Science Daily has an interesting article on the extinction of the dinosaurs, 65 million years ago. The K-T extinction event has been thought to be caused by a large meteor impact off the coast of the Yucatan peninsula. However, at the same time, there were massive volcanic eruptions occurring in the middle of the Indian sub-continent. This volcanic deposit is called the Deccan Traps. The deposit formed over a period of a million years, and the source is believed to be a mantle plume. That mantle plume existed and was flowing before the impact. Now, a group headed by Mark Richards at UC Berkeley has proposed the the plume itself was affected by the Chicxulub impact.
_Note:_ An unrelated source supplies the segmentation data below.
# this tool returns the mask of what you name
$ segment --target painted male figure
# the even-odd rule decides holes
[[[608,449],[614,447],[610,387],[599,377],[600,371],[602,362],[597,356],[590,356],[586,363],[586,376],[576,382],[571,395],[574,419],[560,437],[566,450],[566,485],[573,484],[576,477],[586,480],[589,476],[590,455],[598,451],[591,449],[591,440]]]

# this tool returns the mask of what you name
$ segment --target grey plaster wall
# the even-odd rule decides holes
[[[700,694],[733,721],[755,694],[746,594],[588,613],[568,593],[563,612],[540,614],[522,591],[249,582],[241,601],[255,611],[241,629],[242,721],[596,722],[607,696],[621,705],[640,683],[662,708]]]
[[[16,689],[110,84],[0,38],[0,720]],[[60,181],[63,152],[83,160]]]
Specifically, they ask did the impact cause a sudden, large increase in the flow.
Original paper in Geological Society of America Bulletin, April 30, 2015.
The asteroid that slammed into the ocean off Mexico 66 million years ago and killed off the dinosaurs probably rang the Earth like a bell, triggering volcanic eruptions around the globe that may have contributed to the devastation, according to a team of University of California, Berkeley, geophysicists.
Specifically, the researchers argue that the impact likely triggered most of the immense eruptions of lava in India known as the Deccan Traps, explaining the “uncomfortably close” coincidence between the Deccan Traps eruptions and the impact, which has always cast doubt on the theory that the asteroid was the sole cause of the end-Cretaceous mass extinction.
“If you try to explain why the largest impact we know of in the last billion years happened within 100,000 years of these massive lava flows at Deccan … the chances of that occurring at random are minuscule,” said team leader Mark Richards, UC Berkeley professor of earth and planetary science. “It’s not a very credible coincidence.”